My trip out today started on one of the classic spring birds, garganey. The males are gorgeous ducks with a brown head and a white eye stripe. They are also known to be pretty elusive birds. This one had been hanging around a pool at Farlington Marshes, a lovely little reserve on the south coast near Portsmouth. I timed my arrival well, just as the overnight rain was clearing away and walked the 15 minutes or so to the pool. There was lots of movement on the marsh itself with birds flying up and relocating but only a couple of swans and 6 teal on the pool itself. On the grassy edges though there were still about 20 brent geese, classic Winter birds still hanging on before moving North.
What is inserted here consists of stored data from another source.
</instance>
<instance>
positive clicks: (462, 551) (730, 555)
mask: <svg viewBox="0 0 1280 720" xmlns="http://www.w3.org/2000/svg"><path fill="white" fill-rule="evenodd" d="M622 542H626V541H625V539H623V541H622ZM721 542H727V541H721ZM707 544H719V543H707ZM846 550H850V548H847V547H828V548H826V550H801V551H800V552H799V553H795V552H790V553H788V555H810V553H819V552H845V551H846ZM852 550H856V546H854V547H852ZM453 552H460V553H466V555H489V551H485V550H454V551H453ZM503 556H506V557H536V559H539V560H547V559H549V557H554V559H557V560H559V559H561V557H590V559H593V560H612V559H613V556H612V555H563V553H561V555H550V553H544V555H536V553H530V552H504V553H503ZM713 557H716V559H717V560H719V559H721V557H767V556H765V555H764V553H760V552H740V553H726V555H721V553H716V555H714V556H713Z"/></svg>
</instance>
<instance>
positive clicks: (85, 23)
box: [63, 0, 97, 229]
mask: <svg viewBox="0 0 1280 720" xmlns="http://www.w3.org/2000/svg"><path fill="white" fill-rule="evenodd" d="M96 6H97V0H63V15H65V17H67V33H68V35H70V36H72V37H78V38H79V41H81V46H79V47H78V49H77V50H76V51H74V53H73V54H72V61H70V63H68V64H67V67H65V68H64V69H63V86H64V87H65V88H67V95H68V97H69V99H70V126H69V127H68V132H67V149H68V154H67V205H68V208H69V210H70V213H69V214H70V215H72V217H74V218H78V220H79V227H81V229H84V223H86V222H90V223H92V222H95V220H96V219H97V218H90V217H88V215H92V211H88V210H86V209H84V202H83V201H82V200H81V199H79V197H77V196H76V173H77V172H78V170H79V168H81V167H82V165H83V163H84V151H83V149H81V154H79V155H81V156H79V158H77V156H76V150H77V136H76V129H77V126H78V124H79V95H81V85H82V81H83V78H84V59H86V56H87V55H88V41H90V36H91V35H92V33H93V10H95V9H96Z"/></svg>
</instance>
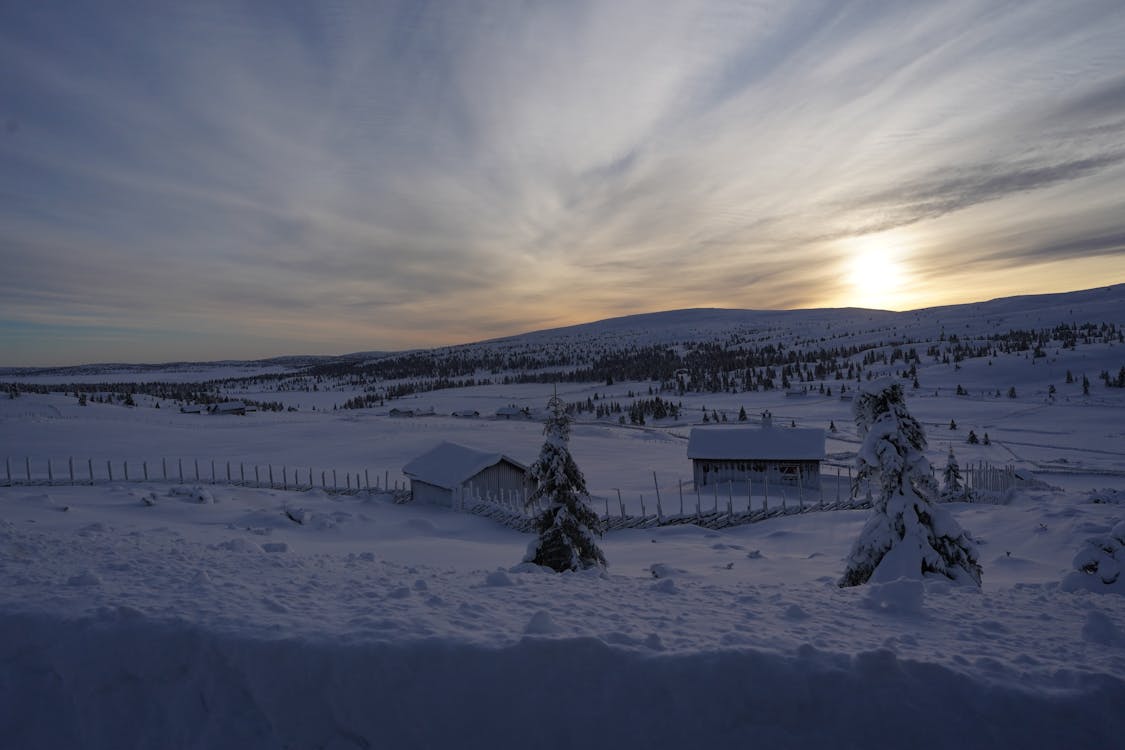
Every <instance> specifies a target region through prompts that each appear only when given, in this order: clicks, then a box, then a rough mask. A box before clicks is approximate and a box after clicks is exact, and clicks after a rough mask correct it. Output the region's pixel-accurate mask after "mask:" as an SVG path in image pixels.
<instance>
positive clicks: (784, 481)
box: [687, 422, 825, 489]
mask: <svg viewBox="0 0 1125 750" xmlns="http://www.w3.org/2000/svg"><path fill="white" fill-rule="evenodd" d="M687 458H688V459H691V460H692V470H693V475H694V479H695V486H696V487H703V486H705V485H713V484H722V482H727V481H737V482H745V481H749V482H751V484H753V485H757V484H759V482H766V481H768V482H769V484H771V485H792V486H794V487H802V488H804V489H817V488H819V487H820V462H821V461H823V460H825V431H823V430H810V428H800V427H774V426H772V425H771V424H768V422H767V423H766V425H765V426H762V427H747V426H717V427H693V428H692V432H691V436H690V437H688V441H687Z"/></svg>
Within about 5 minutes a duck swam off from the bank and I quickly saw the eye-stripe and confirmed it as the garganey. It promptly disappeared into the reeds and though I waited another hour it didn't appear. The photo below is of a different bird from 2014 at Little Marlow. You can see that eye-stripe showing well.
These were not the only birds around. Woodlarks, new for the year, were in full song and stonechats were patrolling the heath. I even had a pair of hawfinches overfly us. Star of the show though was a particularly aggressive firecrest in the holly by the path. They are closely related to our goldcrests but have a bold black and white eye stripe. They also have a distinctively different song which was what alerted me to its presence in the first place.
For a tiny bird they have a lot of attitude and that crest raising is hilarious.
Rather than carrying on around the coast I finally headed back towards home. The first little gulls of the year had been reported at Staines reservoir so I stopped off there. There were two other birders on site and they pointed me to the 3 or possibly 4 gulls. This is Staines so of course they were miles away!!! Occasionally they came a bit closer though, actively picking food of the water surface allowing me to study the classic id features.
There were two plumages present. The bird above is an adult, without its full black hood yet. Of course it is a lot smaller than the other gulls but on its own at range this is hard to determine. What does show though are those really dark, almost black underwings and that white tail and fringing to the wings. The beak is also a lot more delicate and blacker.
This 1st winter bird shows the other plumage type often seen. Look at the pattern on the upper wings, the V shape mid the leading black edge on the wings and the terminal black band on the tail.
There were no other true spring birds present, but there was one in spring plumage. Black-necked grebes are regular's here and they are now in their breeding finery.
Finally I caught up with the long-staying American horned lark, still seeming to be thriving on the bank of the reservoir.
A good day all round and the real feel of Spring in the air, though apparently it will snow on Sunday!!!!